Step 5 of the skill-optimizer chain. Thin operator-driven CLI step — no subagent dispatch. Two outputs: timestamped raw bench data under 05-bench-results/<ts>/ (preserved naturally, exempt from the standard archive flow) and a versioned 05-bench-summary.md (follows the iteration protocol; archive-and-version on re-run). The summary is the entry point step 6 reads: per-model and per-case pass rates plus a failed-case pointer list into the raw output. The analyzer subagent at step 6 walks that list for trace and findings detail; the summary itself stays short. Handoff branches on overall pass rate: failures route to analyze-result; all-pass surfaces the choice to the user (accept that the picked set didn't expose a weakness, or re-run step 2 with a "make it harder" directive). Chain skills don't auto-invoke.

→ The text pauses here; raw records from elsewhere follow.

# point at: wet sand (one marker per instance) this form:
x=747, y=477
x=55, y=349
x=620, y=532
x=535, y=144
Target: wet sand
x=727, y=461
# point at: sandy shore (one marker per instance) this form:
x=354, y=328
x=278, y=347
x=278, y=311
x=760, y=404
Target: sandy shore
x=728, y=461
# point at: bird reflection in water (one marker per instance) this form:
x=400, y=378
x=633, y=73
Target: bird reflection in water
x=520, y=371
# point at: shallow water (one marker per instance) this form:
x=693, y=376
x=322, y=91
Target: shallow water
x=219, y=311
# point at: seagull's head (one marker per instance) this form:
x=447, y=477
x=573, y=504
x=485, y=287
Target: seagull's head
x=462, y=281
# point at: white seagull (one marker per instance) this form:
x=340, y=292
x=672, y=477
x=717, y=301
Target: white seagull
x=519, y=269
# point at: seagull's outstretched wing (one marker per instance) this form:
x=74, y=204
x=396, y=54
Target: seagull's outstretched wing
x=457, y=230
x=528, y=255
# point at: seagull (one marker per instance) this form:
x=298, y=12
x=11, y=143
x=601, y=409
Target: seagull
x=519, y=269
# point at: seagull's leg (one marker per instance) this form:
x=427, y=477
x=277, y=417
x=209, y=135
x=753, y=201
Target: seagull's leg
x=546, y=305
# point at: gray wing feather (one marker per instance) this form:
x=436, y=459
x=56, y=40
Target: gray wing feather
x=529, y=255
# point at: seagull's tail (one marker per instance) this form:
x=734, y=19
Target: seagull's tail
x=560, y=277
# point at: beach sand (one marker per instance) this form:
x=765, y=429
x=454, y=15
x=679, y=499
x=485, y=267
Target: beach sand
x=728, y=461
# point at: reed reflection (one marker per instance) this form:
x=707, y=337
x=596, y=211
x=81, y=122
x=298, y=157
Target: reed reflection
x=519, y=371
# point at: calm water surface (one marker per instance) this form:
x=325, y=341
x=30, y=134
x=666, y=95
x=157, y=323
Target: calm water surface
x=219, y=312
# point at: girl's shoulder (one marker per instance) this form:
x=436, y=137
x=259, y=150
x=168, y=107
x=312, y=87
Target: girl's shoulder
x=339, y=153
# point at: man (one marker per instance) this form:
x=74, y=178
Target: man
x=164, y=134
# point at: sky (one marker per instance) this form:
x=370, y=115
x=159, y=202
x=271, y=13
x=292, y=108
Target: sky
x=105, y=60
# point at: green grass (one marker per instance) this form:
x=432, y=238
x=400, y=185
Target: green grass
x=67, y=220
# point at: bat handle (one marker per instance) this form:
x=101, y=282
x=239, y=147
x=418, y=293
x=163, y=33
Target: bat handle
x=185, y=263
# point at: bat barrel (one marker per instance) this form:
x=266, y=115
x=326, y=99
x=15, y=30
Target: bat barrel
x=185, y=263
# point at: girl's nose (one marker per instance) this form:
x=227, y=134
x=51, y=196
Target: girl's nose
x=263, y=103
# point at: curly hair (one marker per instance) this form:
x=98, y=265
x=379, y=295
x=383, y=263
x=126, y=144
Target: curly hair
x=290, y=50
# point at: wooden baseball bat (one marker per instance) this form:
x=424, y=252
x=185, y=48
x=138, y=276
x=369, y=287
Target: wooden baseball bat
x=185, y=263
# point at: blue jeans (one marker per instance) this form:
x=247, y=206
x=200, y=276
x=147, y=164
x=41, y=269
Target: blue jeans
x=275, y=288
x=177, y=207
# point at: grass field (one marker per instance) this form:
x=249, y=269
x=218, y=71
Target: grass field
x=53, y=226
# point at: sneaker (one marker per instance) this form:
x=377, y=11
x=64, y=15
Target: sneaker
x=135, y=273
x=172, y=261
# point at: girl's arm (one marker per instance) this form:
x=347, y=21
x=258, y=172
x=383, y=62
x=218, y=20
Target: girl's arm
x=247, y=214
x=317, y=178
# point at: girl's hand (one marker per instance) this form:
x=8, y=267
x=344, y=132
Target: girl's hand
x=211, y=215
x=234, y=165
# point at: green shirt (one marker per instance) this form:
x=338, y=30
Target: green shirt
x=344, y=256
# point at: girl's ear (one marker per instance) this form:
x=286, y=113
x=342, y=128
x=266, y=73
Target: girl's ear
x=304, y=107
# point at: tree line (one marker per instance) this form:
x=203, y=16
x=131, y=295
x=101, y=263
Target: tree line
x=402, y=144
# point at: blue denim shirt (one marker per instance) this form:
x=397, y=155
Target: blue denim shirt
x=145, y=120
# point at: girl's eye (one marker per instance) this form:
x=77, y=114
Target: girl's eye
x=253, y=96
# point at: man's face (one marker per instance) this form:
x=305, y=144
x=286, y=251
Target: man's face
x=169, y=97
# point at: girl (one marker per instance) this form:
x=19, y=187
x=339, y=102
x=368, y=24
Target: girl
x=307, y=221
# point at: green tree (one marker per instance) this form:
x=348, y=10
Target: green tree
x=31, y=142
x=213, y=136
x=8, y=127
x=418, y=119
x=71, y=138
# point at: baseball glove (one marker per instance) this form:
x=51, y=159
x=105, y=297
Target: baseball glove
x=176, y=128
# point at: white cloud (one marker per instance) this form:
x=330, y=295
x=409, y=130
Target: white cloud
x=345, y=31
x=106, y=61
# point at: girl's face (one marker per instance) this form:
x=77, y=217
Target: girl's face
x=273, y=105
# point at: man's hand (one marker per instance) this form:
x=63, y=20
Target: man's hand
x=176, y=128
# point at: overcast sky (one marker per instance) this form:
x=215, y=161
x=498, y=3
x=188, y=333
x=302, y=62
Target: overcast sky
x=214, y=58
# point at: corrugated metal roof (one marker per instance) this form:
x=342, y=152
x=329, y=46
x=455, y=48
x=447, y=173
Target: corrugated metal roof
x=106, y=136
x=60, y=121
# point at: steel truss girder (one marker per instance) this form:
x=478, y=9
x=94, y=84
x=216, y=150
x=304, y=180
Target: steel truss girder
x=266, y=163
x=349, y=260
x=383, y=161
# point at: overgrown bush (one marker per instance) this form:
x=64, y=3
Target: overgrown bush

Two related coordination changes across the chain, plus a deferred limitation note. Rename convention for revised cases at step 2: when a directive asks to revise an existing case (rather than add a new one), the test-case-designer subagent appends a version suffix — `case-x` → `case-x-v2` → `case-x-v3`. Bare name is implicit v1. This gives step 4's diff logic a deterministic signal that the revised case needs a fresh test-writer dispatch (without the rename, the name-match would say "already built" and skip rebuilding the case whose spec actually changed). Encoded in B2's user-gate step and referenced from B4's diff logic so the v-suffixed names are not surprising downstream. Partial re-bench at step 5: deferred. CLI's run-suite does not accept a case filter, so step 5 always re-measures the full workbench. Documented as a known limitation with a roadmap pointer. Operator escape hatch (manual run-case + splice into 05-bench-results/<ts>/) noted as outside the chain.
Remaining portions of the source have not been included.